Health IT, Hospitals

Cleveland Clinic’s “ER on wheels” gets the right care to stroke patients fast

Less than a month after rolling out its Mobile Stroke Unit, an ambulance equipped with […]

Less than a month after rolling out its Mobile Stroke Unit, an ambulance equipped with all the necessary elements of comprehensive stroke care, the Cleveland Clinic says a critical demand is being filled, and projections could already double within the first year.

Dr. Peter Rasmussen, director of Cleveland Clinic’s Cerebrovascular Center, said that after just three weeks, the effort has treated about 17 strokes, while another 50 cases were suspected strokes. For the year, Cleveland Clinic anticipates it will treat at least another 40 stroke patients just in Cuyahoga County, possibly doubling that number if it extends the physical footprint of the nearly $1 million ambulance.

The motivation behind taking stroke care on the road, directly to the patient, was borne out of a desire to both improve on stroke care, when minutes and seconds matter greatly, as well as the exploration of using technology to curb healthcare costs, Dr. Rasmussen said, noting that between $60 million and $80 million is spent on stroke care just in Cuyahoga County.

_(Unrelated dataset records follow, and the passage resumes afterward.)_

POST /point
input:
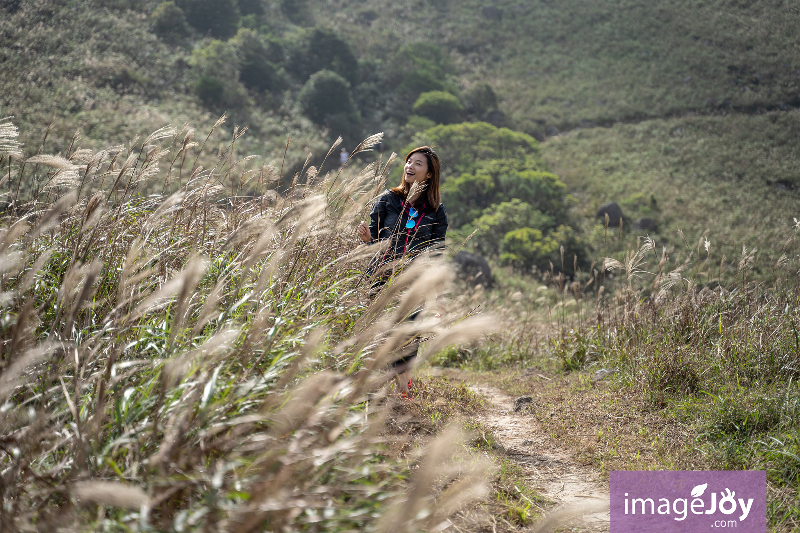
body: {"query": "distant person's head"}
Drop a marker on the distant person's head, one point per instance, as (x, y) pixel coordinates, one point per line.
(423, 165)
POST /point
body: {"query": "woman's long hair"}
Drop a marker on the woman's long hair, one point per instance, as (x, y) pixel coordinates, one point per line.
(434, 198)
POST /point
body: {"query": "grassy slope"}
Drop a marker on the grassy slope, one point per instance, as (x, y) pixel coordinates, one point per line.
(569, 63)
(102, 73)
(727, 175)
(557, 63)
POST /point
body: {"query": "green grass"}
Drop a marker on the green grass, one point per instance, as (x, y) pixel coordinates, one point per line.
(722, 363)
(733, 176)
(175, 362)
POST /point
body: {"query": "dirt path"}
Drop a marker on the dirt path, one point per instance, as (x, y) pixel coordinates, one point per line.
(581, 498)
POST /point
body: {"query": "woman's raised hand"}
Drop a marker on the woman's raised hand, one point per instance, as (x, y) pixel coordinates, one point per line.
(363, 232)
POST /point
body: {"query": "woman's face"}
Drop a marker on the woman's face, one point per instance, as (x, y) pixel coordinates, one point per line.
(416, 168)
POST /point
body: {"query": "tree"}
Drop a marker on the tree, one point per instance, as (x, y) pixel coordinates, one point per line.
(502, 218)
(326, 100)
(439, 106)
(217, 68)
(169, 22)
(256, 71)
(480, 99)
(322, 49)
(473, 147)
(220, 18)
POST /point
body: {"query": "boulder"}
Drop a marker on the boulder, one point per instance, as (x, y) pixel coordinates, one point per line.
(614, 212)
(522, 402)
(491, 13)
(496, 118)
(473, 268)
(603, 373)
(645, 223)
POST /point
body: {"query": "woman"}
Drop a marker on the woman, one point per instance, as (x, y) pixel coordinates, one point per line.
(412, 221)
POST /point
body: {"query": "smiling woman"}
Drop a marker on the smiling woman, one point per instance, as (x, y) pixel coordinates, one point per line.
(412, 218)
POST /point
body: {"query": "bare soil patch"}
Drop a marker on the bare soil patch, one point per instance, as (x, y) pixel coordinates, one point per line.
(578, 492)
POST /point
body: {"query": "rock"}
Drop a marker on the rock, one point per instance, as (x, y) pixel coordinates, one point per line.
(645, 223)
(496, 118)
(473, 268)
(491, 13)
(522, 402)
(602, 374)
(614, 212)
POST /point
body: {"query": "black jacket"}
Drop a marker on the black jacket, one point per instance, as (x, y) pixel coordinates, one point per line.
(388, 221)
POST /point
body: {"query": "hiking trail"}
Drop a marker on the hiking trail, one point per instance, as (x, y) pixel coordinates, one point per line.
(580, 496)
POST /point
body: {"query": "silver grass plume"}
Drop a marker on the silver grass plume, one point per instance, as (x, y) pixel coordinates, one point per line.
(8, 138)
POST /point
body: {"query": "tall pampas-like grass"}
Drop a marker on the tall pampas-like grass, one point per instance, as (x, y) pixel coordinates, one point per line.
(178, 360)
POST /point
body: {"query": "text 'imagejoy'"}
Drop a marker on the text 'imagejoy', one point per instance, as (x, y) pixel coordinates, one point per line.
(688, 502)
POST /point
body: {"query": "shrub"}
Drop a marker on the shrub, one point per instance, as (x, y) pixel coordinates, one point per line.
(220, 18)
(216, 65)
(169, 22)
(252, 7)
(210, 90)
(256, 71)
(439, 106)
(480, 99)
(326, 100)
(472, 146)
(322, 49)
(419, 81)
(296, 11)
(502, 218)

“For a long time we felt that, despite a well-codified program for stroke care, that patients who were suffering from strokes were not being treated in a timely enough fashion,” he said. “We just didn’t feel like we were making enough of a difference in the Cleveland area.

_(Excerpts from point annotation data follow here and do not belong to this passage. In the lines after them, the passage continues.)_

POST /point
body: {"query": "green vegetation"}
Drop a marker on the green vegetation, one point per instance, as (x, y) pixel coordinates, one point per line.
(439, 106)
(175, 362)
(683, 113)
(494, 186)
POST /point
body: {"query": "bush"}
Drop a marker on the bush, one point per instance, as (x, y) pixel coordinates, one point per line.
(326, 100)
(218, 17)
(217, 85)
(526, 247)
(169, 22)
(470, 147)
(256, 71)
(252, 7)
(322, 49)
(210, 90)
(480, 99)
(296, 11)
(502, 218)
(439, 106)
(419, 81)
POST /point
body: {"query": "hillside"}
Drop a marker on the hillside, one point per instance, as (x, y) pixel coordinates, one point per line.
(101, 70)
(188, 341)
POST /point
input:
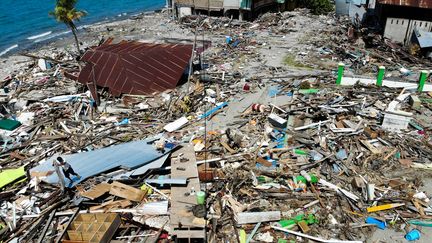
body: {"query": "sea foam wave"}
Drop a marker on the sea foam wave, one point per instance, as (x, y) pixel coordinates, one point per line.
(8, 49)
(39, 36)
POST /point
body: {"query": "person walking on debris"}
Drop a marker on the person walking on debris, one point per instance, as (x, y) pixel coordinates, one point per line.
(66, 167)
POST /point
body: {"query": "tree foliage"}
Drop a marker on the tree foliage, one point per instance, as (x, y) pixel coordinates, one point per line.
(66, 13)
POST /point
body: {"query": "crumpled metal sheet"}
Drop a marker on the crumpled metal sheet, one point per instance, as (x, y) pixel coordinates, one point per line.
(135, 68)
(129, 155)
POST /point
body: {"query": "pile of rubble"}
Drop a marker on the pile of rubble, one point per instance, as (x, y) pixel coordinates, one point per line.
(226, 157)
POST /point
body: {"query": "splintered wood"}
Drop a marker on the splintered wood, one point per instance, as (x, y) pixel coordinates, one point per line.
(99, 227)
(184, 223)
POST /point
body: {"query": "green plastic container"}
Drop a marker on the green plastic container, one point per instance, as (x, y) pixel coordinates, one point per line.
(200, 197)
(8, 124)
(300, 152)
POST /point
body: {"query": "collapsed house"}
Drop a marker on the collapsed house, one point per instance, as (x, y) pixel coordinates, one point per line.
(241, 8)
(399, 21)
(132, 67)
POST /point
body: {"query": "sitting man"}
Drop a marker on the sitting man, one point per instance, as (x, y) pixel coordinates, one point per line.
(67, 168)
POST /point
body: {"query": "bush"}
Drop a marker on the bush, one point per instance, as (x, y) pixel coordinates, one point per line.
(318, 6)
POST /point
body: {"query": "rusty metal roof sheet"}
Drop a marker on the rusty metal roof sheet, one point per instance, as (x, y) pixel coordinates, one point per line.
(135, 68)
(409, 3)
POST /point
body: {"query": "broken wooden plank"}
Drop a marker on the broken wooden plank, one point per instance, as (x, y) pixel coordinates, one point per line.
(124, 191)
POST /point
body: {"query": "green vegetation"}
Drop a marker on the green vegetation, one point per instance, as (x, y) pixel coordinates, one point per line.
(318, 6)
(66, 13)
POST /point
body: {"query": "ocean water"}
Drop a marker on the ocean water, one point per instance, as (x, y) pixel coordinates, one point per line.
(25, 23)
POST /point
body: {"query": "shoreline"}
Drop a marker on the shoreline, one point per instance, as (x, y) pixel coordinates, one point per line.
(38, 40)
(146, 25)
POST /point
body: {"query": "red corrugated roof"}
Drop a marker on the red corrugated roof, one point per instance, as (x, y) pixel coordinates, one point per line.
(134, 67)
(409, 3)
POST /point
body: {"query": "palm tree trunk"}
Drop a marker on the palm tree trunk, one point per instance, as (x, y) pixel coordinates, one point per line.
(76, 40)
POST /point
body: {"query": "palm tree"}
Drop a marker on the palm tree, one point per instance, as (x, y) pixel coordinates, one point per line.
(65, 12)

“A lot of this was done with an eye on the changes in healthcare,” he added, referring to new payment models and ACOs and the like. “This was one of the ways we thought we’d reduce costs.”

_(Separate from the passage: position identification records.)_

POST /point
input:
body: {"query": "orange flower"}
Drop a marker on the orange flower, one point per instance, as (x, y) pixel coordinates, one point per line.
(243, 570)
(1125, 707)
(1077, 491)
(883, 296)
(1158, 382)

Cleveland Clinic anticipates it can save between $2 million and $4 million in the first year, depending on the number of patients treated.

The effort is modeled on the German practice of deploying an expert care team to stroke victims as soon as possible, Dr. Rasmussen said, but it differs in one key area made possible through advances in technology — the Mobile Stroke Unit does not deploy a physician, but instead utilizes a telemedicine unit, a portable CT scanner and 4G broadband video connections that collectively permit for mobile care that can be closely monitored from a hospital setting.

A pilot study at Charité-Universitätsmedizin Berlin found that using a mobile stroke team cut 30 minutes off of the time it takes to administer tPA for ischemic stroke patients, which account for 87 percent of all strokes. Officials with the Cleveland Clinic visited Berlin and decided to try the approach locally, where 5,600 stroke patients are hospitalized each year, in Cuyahoga County.

The unit, essentially “an emergency room on wheels,” Dr. Rasmussen said, is capable of taking labs, brain scans and administering clot-busting drugs. A neurologist can monitor the unit from the hospital and offer diagnosis or direct the unit to the appropriate facility. All of that is typically done after the patient arrives at an ER, and the time it takes to determine critical details, like what type of stroke is occurring, can severely impact the outcome for the patient, Dr. Rasmussen said.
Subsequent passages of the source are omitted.